STJ Decide: Procuração Assinada pelo Gov.br É Válida e
STJ reconheceu a validade de procurações assinadas digitalmente pelo Gov.br, dispensando reconhecimento de firma em cartório.
O Superior Tribunal de Justiça (STJ) proferiu decisão importante ao reconhecer a validade jurídica de procurações assinadas digitalmente pela plataforma Gov.br, dispensando a necessidade de reconhecimento de firma em cartório. A decisão, proferida pela ministra Daniela Teixeira no REsp 2.243.445/SP, representa um avanço significativo na modernização dos processos judiciais brasileiros.
O Caso Julgado
Uma consumidora ingressou com ação judicial contra uma instituição financeira utilizando procuração assinada por meio da plataforma Gov.br. No entanto, o juízo de primeira instância rejeitou o documento, alegando suposta “litigância predatória” e exigindo que a procuração tivesse firma reconhecida em cartório.
O Tribunal de Justiça de São Paulo (TJSP) manteve a decisão do juiz, o que levou à extinção do processo. A parte autora, então, recorreu ao STJ para reverter o entendimento.
Fundamento Legal da Decisão
Ao analisar o recurso, a ministra Daniela Teixeira fundamentou seu entendimento na Lei nº 14.063/2020, que regulamenta o uso de assinaturas eletrônicas em interações com entes públicos e em questões de saúde. A referida lei reconhece três tipos de assinatura eletrônica: simples, avançada e qualificada.
A assinatura realizada por meio do Gov.br é classificada como assinatura eletrônica avançada, o que, nos termos da legislação vigente, confere ao documento a mesma validade de um documento assinado com firma reconhecida.
A ministra também se apoiou no Código de Processo Civil, que admite a utilização de documentos assinados eletronicamente nos atos processuais, garantindo autenticidade sem a necessidade de intervenção cartorária.

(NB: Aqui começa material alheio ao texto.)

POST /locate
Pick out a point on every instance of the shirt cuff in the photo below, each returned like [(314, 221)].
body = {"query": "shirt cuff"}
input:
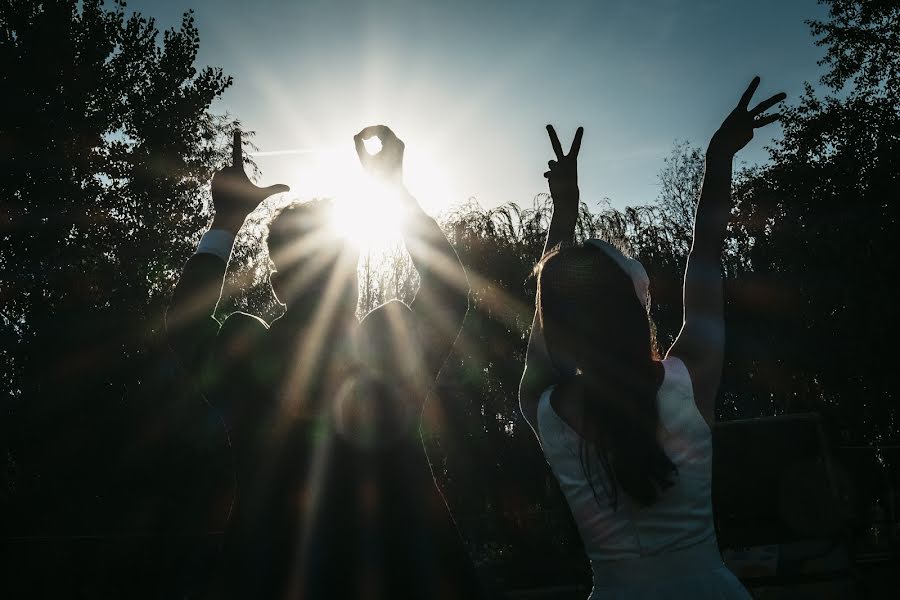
[(218, 242)]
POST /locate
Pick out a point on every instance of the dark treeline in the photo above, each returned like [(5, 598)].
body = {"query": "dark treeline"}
[(106, 158)]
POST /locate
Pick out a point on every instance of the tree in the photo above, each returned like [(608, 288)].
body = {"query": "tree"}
[(825, 218), (106, 146)]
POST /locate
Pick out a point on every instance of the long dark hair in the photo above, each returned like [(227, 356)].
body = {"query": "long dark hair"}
[(594, 322)]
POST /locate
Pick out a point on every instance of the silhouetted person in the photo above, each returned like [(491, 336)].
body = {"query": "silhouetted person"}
[(269, 382), (383, 530), (627, 435)]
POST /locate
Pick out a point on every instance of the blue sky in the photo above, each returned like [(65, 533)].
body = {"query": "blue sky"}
[(469, 85)]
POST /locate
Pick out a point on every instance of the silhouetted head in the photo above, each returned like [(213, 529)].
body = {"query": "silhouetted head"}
[(595, 323), (383, 401), (592, 316), (314, 267)]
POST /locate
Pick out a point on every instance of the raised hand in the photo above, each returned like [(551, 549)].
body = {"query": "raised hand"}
[(737, 129), (386, 164), (563, 173), (234, 195)]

Uma consumidora ingressou com ação judicial contra uma instituição financeira utilizando procuração assinada por meio da plataforma Gov.br.
Excesso de Formalismo
Em sua decisão, a ministra foi enfática ao criticar a postura do juízo de origem. Segundo ela, ao classificar a procuração assinada via Gov.br como mera “cortina de fumaça”, o magistrado incorreu em excesso de formalismo, criando obstáculo desnecessário ao acesso à justiça.
A relatora destacou que a exigência de reconhecimento de firma em cartório, quando já existe assinatura eletrônica avançada válida, vai contra os princípios da celeridade processual e da economia processual, além de ignorar a transformação digital pela qual o Judiciário brasileiro vem passando.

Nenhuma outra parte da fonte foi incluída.